Что еще можно написать о войне, об ужасах которой уже столько всего сказали другие – начиная с непосредственных участников, таких как Петер Гагендорф и Ганс Якоб фон Гриммельсгаузен, и заканчивая Рикардой Хух, чей фундаментальный исторический труд о Тридцатилетней войне до сих пор не имеет себе равных? О вооруженном конфликте, который продолжался в течение периода, равного средней продолжительности жизни, с невероятным цинизмом велся главнокомандующими под девизом «война войн/ кормит» и в результате поглотил почти всех протагонистов. Войны – это катастрофы, а вовсе не природные катаклизмы. Они создаются людьми. Поэтому рассказывать историю о войне можно только с точки зрения людей, принимавших в ней участие.

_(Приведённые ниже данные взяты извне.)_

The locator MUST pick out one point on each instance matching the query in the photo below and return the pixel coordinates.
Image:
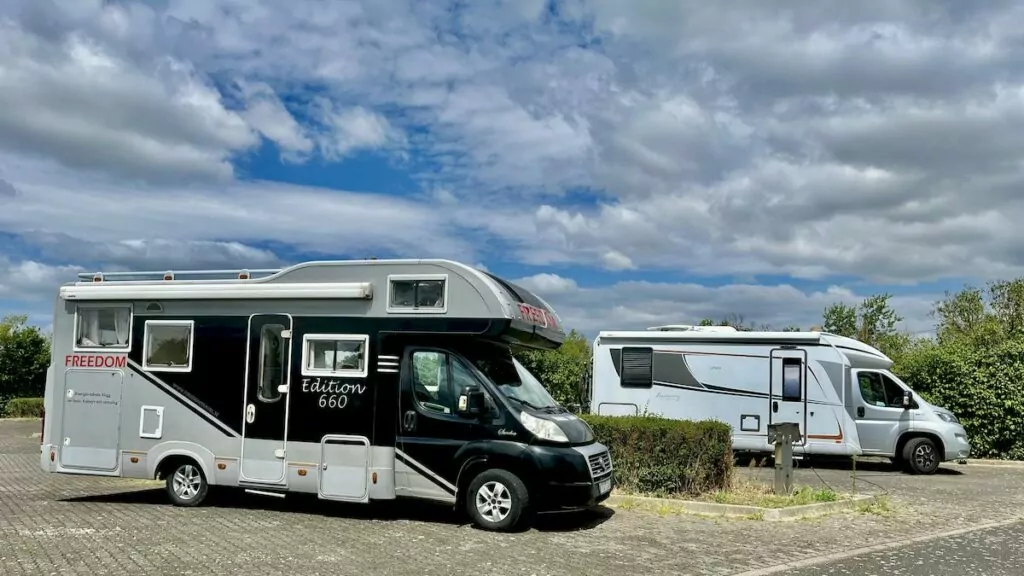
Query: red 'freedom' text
(95, 361)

Когда я писал «Кодекс Люцифера», я даже не догадывался, что история Codex Gigas растянется на целых три книги. Но потом я понял, что последний том трилогии следует посвятить окончанию Тридцатилетней войны. Эта драматургическая необходимость, как я считаю, основана, во-первых, на том, что один из ключевых годов для Codex Gigas – год 1648-й; во-вторых, на самой структуре моей истории: ее первая часть связана с любовью, вторая – с верой, а третья – с надеждой. Когда еще человек так нуждается в надежде, как не в конце войны? Итак, я занялся этим ужасным временем. Крохотную частицу того, что я извлек из чтения и многих бесед с историками и архивариусами, вы смогли прочесть на страницах, предшествующих данному послесловию. Верьте мне, когда я говорю вам, что изображенные в книге ужасы – вовсе не выдумка. Когда речь заходит о Тридцатилетней войне, никакой писатель не может выдумать такие низости, которые совершались на самом деле. О любом, кто бы написал историю, в которой люди из фанатичного суеверия сжигают невинных женщин и детей на костре из их городов, в то время как осаждающие расстреливают городские стены, разбивая их на куски, сказали бы, что он просто гонится за эффектом. И тем не менее все именно так и происходило.
В центре «Наследницы Кодекса Люцифера» стоят процессы против ведьм в Вюрцбурге, происходившие в 1623–1631 годах. Позвольте мне коротко процитировать книгу Geschichte der Hexenprozesse («История процессов над ведьмами») Ганса-Юргена Вольфа: «С неслыханной жестокостью Адольф фон Эренберг, архиепископ Вюрцбурга, приказывает вершить суд над детьми и подростками. (…) Массовым казням подвергались дети семи, двенадцати и четырнадцати лет». Список в Bibliotheca sive acta et scripta magica [90]Библиотека магических деяний и писаний (лат.), автор Обер Д. Э. Д.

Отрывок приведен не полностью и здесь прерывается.